Vasopressors Vasopressors are medications that raise blood pressure and support the circulation in infants whose hearts and blood vessels are not maintaining adequate perfusion of vital organs. Dopamine and dobutamine are the most commonly used agents, working by stimulating the heart to beat more forcefully and/or by causing blood vessels to constrict, raising blood pressure. Epinephrine (adrenaline) is used in more severe situations, including cardiac arrest. Hydrocortisone is sometimes added when vasopressors alone are insufficient, as adrenal insufficiency can contribute to refractory low blood pressure (hypotension) in sick premature infants.
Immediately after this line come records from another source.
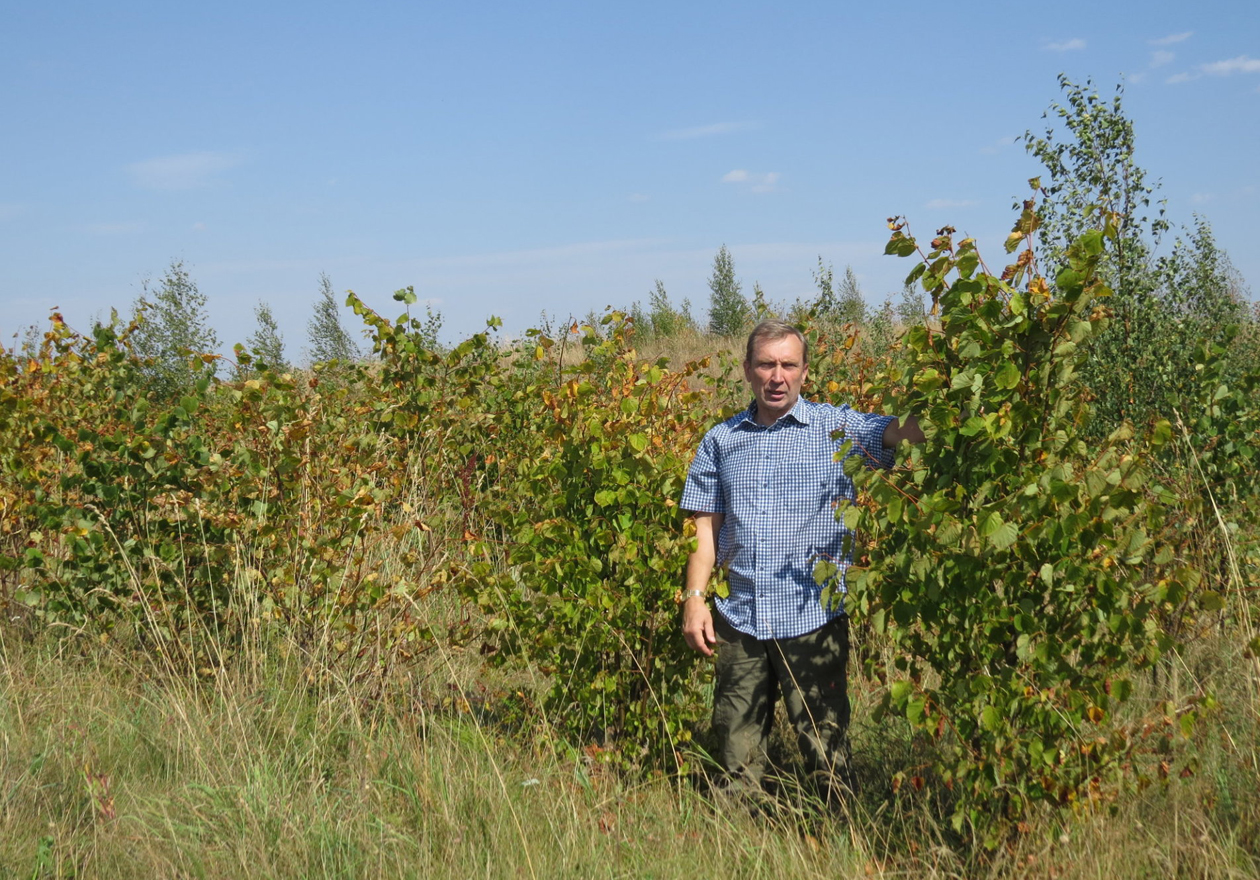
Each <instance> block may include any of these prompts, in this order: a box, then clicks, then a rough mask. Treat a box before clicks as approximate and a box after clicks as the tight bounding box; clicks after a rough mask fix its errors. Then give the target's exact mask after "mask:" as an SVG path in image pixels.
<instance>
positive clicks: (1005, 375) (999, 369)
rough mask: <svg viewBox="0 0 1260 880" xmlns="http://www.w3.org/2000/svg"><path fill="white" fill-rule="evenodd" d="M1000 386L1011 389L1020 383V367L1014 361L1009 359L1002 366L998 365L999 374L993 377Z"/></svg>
mask: <svg viewBox="0 0 1260 880" xmlns="http://www.w3.org/2000/svg"><path fill="white" fill-rule="evenodd" d="M993 381H994V382H997V385H998V387H999V388H1003V390H1005V391H1009V390H1011V388H1014V387H1016V386H1017V385H1019V367H1017V366H1016V364H1014V362H1013V361H1007V362H1005V363H1003V364H1002V366H1000V367H998V372H997V374H995V376H994V377H993Z"/></svg>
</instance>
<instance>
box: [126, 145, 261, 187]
mask: <svg viewBox="0 0 1260 880" xmlns="http://www.w3.org/2000/svg"><path fill="white" fill-rule="evenodd" d="M239 164H241V158H239V156H236V155H232V154H228V153H210V151H203V153H183V154H180V155H175V156H157V158H155V159H145V160H144V161H137V163H132V164H131V165H129V166H127V171H129V173H130V174H131V179H132V180H134V182H135V183H136V185H139V187H144V188H145V189H168V190H174V189H199V188H202V187H207V185H209V184H210V183H212V182H213V179H214V175H215V174H218V173H219V171H226V170H228V169H231V168H236V166H237V165H239Z"/></svg>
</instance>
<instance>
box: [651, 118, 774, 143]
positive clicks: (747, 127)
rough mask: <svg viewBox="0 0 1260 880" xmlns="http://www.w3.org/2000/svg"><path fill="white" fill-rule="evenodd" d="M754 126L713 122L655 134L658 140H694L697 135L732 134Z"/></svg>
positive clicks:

Sedatives and analgesics Premature and critically ill newborns experience pain and stress from many sources — including endotracheal tubes, needle sticks, surgical procedures, and the general discomfort of illness — and managing this pain humanely and effectively is an ethical imperative as well as a clinical priority, since unrelieved pain and stress have measurable adverse effects on the developing brain. Opioid analgesics such as morphine and fentanyl are used for moderate to severe pain and during ventilation. Non-opioid analgesics such as acetaminophen (TylenolTM) provide milder analgesia. Sedatives such as midazolam (VersedTM, a benzodiazepine) may be used during procedures, though their routine use in ventilated premature infants has been tempered by concerns about neurological effects.